‘An Arab 1848: Despots Totter and Fall’ by Tariq Ali for Counterpunch, February 2 2011
He can’t stay any longer because the military has declared that they will not shoot their own people. This excludes a Tiananmen Square option. Were the Generals (who have so far sustained this regime) to go back on their word it would divide the army, opening up a vista of civil war. Nobody wants that at the moment, not even the Israelis who would like their American friends to keep their point man in Cairo for as long as possible. But this, too, is impossible.

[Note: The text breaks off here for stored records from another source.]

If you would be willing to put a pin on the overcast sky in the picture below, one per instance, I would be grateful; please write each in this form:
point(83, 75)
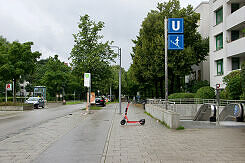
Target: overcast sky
point(51, 23)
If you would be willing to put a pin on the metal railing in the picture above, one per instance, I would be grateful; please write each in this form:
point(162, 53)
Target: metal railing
point(193, 101)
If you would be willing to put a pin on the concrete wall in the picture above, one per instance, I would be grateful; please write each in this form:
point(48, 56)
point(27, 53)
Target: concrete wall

So, will Mubarak go this weekend or the next? Washington wants an ‘orderly transition’, but the hands of Suleiman the Spook (or Sheikh Al-Torture as some of his victims refer to him), the Vice-President they have forced Mubarak to accept, are also stained with blood. To replace one corrupt torturer with another is no longer acceptable. The Egyptian masses want a total regime change, not a Pakistan-style operation where a civilian crook replaces a uniformed dictator and nothing changes.
The Tunis infection has spread much more rapidly than anyone imagined. After a long sleep induced by defeats—military, political moral—the Arab nation is reawakening. Tunis impacted immediately on neighboring Algeria and the mood then crossed over to Jordan and reached Cairo a week later. What we are witnessing are a wave of national-democratic uprisings, reminiscent more of the 1848 upheavals — against Tsar and Emperor and those who collaborated with them — fthat swept Europe and were the harbingers of subsequent turbulence. This is the Arab 1848. The Tsar-Emperor today is the President in the White House. That is what differentiates these proto-revolutions from the 1989 business: That and the fact that with few exceptions, the masses did not mobilize themselves to the same degree. The Eastern Europeans lay down before the West, seeing in it a happy future and singing ‘Take Us, Take Us. We’re Yours Now.’

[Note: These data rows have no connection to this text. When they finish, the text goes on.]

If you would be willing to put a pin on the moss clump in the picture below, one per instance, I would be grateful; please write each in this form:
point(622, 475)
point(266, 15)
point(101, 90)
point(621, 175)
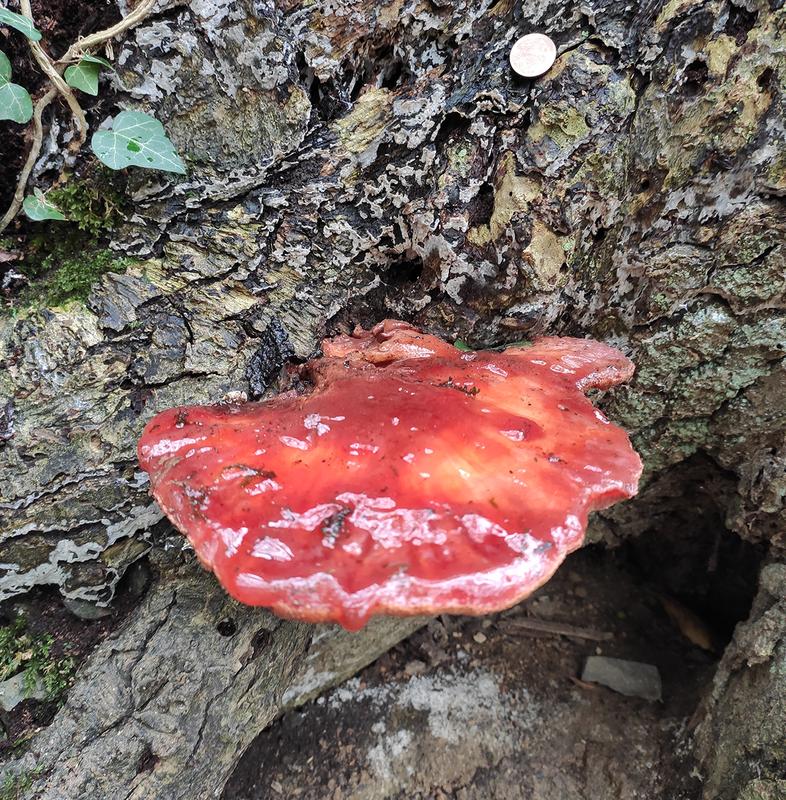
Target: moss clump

The Arab masses want to break from the ugly embrace. The US-EU has supported the dictators they’re getting rid off. These are revolts against the universe of permanent misery: an elite blinded by its own wealth, corruption, mass unemployment, torture and subjugation by the West. The rediscovery of Arab solidarity against the repellent dictatorships and those who sustain them is a new turning point in the Middle East. It is renewing the historical memory of the Arab nation that was brutally destroyed soon after the 1967 war. Here the contrast in leadership could not be more glaring. Gamal Abdel Nasser, despite his many weaknesses and mistakes, saw the defeat of 1967 as something for which he had to accept responsibility. He resigned. Over a million Egyptians poured into the heart of Cairo to plead with him to stay in power. And changed his mind. He died in office a few years later, broken-hearted and with no money. His successors surrendered the country to Washington and Tel Aviv for a mess of pottage.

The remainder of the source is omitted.